I definitely pay more attention to his developmental milestones now. I even paid attention when I had a parent/ teacher conference for his preschool at the mid-year mark. When it was over I reported to Sheepdog what we discussed. I read to him from the evaluation.Kid E “is sweet and agreeable and able to grasp new concepts, especially mathematical ones. He shows less confidence outside on the playground, but he also shows a determination to master new skills, like climbing. He is positive and willing to try new things. At this time he seems more comfortable speaking to adults than his peers.”
I told Sheepdog that I had laughed out loud during the conference about that last comment because I thought it was a good thing. What? Most little kids are annoying when you talk to them. I also mentioned that the teacher said in passing that Kid E still has trouble saying words that start with an “s,” followed by a consonant. It is apparently fairly common for four-year-olds, but given his history of previous speech issues, I have decided to keep a close eye (ear) on him in this regard.
I have started playing a little game in the car while we drive to and from school. It is a guessing game.
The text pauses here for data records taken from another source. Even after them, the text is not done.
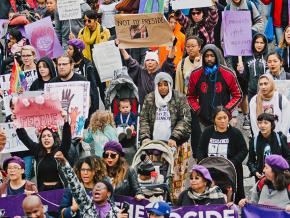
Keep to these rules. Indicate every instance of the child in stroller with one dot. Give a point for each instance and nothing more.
(149, 178)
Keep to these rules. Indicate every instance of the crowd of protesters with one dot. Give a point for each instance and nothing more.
(189, 92)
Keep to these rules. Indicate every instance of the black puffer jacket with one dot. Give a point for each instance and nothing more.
(130, 185)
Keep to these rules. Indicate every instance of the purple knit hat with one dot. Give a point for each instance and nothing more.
(114, 146)
(277, 162)
(79, 44)
(13, 159)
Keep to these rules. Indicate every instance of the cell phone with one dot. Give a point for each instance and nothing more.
(125, 207)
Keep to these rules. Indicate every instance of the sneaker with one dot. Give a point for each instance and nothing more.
(246, 123)
(129, 132)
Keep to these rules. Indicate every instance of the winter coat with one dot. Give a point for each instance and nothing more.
(257, 155)
(179, 115)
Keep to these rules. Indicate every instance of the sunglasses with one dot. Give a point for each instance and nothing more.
(196, 13)
(111, 155)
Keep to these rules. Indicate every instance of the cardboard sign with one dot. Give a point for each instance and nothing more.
(237, 33)
(142, 30)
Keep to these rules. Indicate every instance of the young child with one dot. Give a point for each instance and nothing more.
(125, 120)
(101, 130)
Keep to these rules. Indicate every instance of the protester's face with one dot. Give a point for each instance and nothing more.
(197, 16)
(47, 139)
(43, 70)
(100, 193)
(27, 57)
(163, 88)
(151, 65)
(209, 58)
(259, 44)
(87, 174)
(90, 23)
(287, 35)
(192, 48)
(14, 171)
(111, 158)
(197, 182)
(265, 127)
(34, 210)
(70, 50)
(64, 67)
(264, 86)
(125, 107)
(221, 120)
(51, 5)
(172, 23)
(268, 172)
(274, 64)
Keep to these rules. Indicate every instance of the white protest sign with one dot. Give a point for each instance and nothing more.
(107, 59)
(182, 4)
(69, 9)
(75, 100)
(13, 143)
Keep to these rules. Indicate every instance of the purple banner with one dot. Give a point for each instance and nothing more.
(43, 38)
(237, 33)
(257, 211)
(12, 207)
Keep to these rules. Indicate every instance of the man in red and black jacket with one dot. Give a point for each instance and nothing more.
(212, 85)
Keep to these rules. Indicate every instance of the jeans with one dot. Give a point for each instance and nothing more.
(28, 160)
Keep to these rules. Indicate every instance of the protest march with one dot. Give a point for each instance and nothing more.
(144, 108)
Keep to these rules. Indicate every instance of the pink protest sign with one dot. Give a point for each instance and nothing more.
(37, 111)
(43, 38)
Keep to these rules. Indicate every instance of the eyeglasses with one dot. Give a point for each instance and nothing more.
(111, 155)
(196, 13)
(88, 20)
(26, 56)
(62, 64)
(86, 170)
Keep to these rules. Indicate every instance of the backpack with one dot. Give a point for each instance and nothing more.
(261, 184)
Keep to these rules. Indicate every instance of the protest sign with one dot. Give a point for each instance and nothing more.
(142, 30)
(37, 111)
(42, 37)
(74, 98)
(69, 9)
(237, 33)
(151, 6)
(107, 59)
(182, 4)
(255, 210)
(283, 87)
(13, 143)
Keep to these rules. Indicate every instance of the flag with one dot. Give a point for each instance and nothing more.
(17, 79)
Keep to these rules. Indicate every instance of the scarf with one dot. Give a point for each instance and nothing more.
(103, 210)
(209, 193)
(267, 97)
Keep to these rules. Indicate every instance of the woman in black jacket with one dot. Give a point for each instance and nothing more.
(266, 143)
(124, 178)
(49, 143)
(226, 141)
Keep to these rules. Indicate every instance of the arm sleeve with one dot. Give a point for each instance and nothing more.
(27, 141)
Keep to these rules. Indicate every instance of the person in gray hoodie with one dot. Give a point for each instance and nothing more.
(63, 28)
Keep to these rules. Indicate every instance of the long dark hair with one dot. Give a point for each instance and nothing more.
(96, 164)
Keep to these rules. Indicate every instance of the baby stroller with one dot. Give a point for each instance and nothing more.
(123, 87)
(223, 174)
(159, 182)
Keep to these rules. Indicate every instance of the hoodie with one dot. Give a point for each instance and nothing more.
(256, 65)
(38, 84)
(220, 87)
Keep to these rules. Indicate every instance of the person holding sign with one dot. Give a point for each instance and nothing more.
(49, 143)
(200, 23)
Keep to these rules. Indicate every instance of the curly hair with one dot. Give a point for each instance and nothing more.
(100, 119)
(97, 166)
(118, 171)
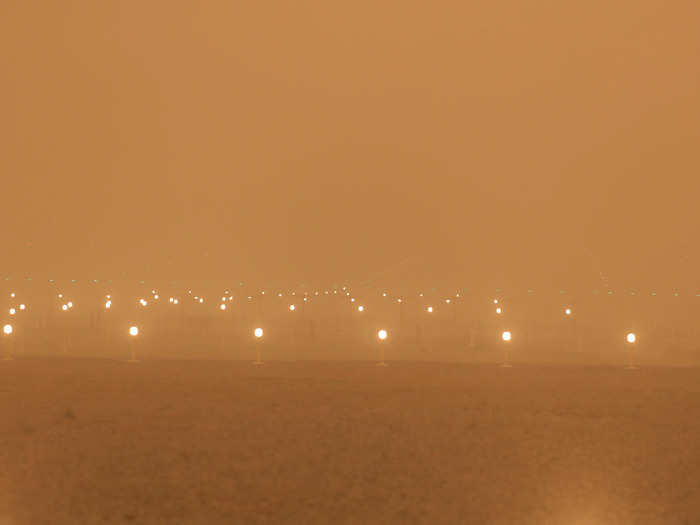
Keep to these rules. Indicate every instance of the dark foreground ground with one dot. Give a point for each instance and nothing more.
(178, 442)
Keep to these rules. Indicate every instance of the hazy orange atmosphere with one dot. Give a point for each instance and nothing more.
(510, 189)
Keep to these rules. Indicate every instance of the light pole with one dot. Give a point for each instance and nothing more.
(506, 337)
(382, 335)
(133, 334)
(258, 333)
(7, 332)
(631, 339)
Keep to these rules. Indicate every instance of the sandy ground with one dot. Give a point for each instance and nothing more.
(178, 442)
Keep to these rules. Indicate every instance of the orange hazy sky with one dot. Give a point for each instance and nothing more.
(523, 141)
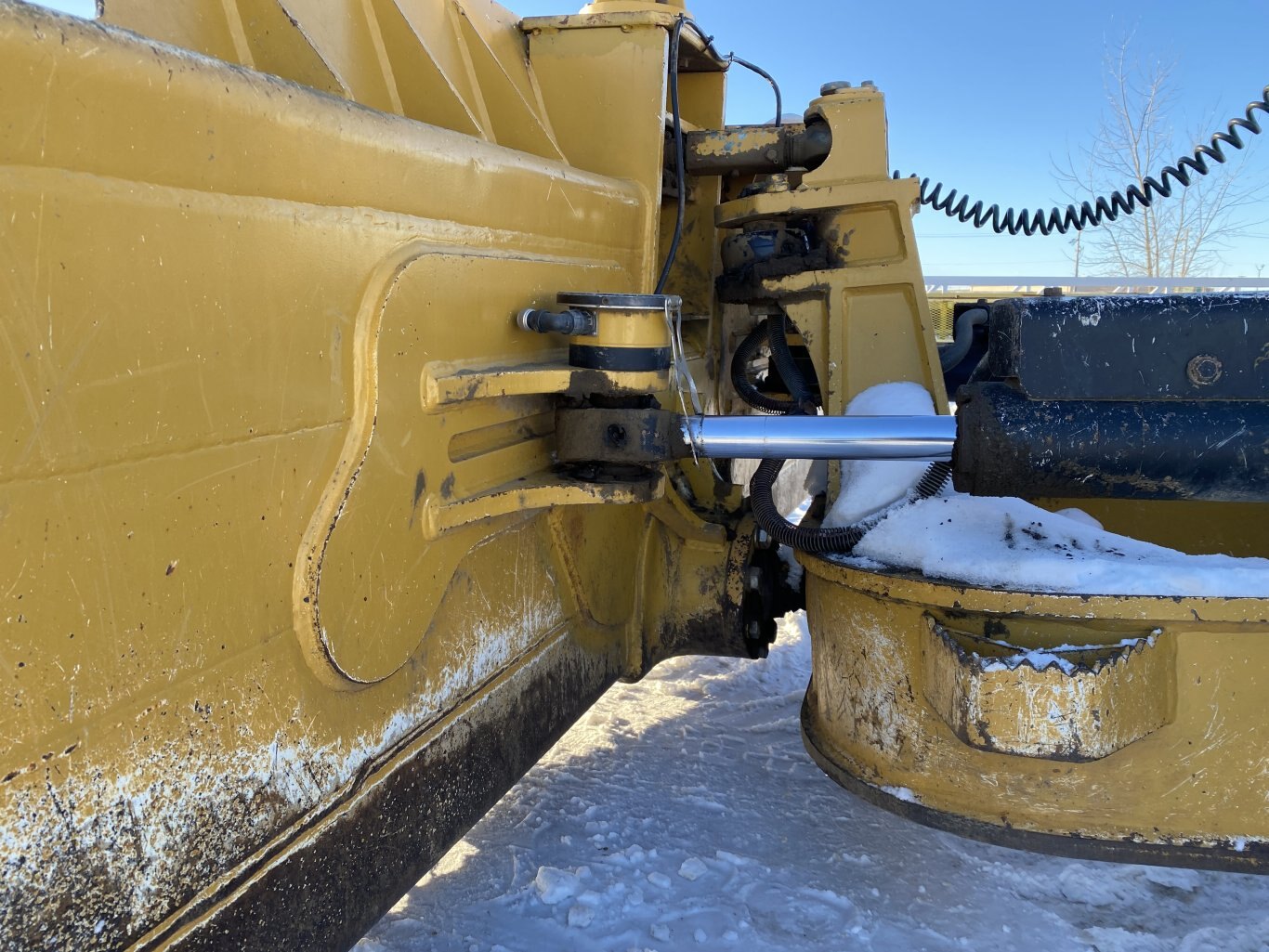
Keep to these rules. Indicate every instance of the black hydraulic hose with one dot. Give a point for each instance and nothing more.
(1102, 210)
(777, 339)
(818, 541)
(962, 338)
(679, 159)
(745, 388)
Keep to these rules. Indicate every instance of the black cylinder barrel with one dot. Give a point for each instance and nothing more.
(1011, 446)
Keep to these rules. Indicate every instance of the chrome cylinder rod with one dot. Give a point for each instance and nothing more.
(922, 438)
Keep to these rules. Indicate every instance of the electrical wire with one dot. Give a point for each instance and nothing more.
(765, 75)
(679, 156)
(1103, 210)
(679, 159)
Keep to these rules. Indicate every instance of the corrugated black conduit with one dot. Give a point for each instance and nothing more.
(818, 541)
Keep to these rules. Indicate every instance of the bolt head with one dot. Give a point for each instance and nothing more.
(1205, 370)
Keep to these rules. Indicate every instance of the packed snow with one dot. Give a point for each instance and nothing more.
(682, 814)
(870, 485)
(1009, 543)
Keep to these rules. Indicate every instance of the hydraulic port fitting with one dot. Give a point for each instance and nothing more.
(571, 322)
(613, 333)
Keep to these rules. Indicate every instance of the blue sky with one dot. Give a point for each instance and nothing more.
(988, 96)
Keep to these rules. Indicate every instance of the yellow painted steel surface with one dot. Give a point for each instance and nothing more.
(277, 492)
(1162, 744)
(292, 584)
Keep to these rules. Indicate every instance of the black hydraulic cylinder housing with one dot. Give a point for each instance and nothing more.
(1120, 398)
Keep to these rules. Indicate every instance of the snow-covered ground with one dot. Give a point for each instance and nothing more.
(682, 813)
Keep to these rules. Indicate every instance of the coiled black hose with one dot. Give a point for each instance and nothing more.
(1102, 210)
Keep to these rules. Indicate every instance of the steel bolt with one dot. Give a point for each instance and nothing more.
(1205, 370)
One person thinks of a word and gives some clues about it and the other person has to guess that word. Kid E loves playing games in the car so he was all for it. But I fear that he has already figured out that this game is a form of speech therapy, as I always use “s”-followed-by-a-consonant words when it is my turn.
Me: “I have a word. It is one of your favorite dinners. It has long, stringy noodles and it is covered in tomato sauce and sometimes you eat it with meatballs.”
Kid E: He sighs at me. “Pasghetti.”
Me: “That’s right, but you said it backwards. Repeat after me. First say ‘spaghetti,’ then say, ‘sssss.’ ‘Paghetti.’ ‘Sssss.’ ‘Paghetti.’ ‘Spaghetti!’ That’s right! Excellent!”
Me: “OK, I am thinking of another word. It means ‘to knock over or to topple, especially something liquid or slippery… like a drink or the beans.'”
Kid E: Nothing. He has already caught on to my speech therapy trick, and he wants nothing to do with it.
Me: “Let’s forget about the beans. What is it called when you tip over your drink at dinnertime and it goes all over the table? That is a big…”
Kid E: Deliberately, he looks at me in the rear-view mirror and answers with all of the clarity and articulation he can muster, “Flood.”
Game over. That kid is wicked smart.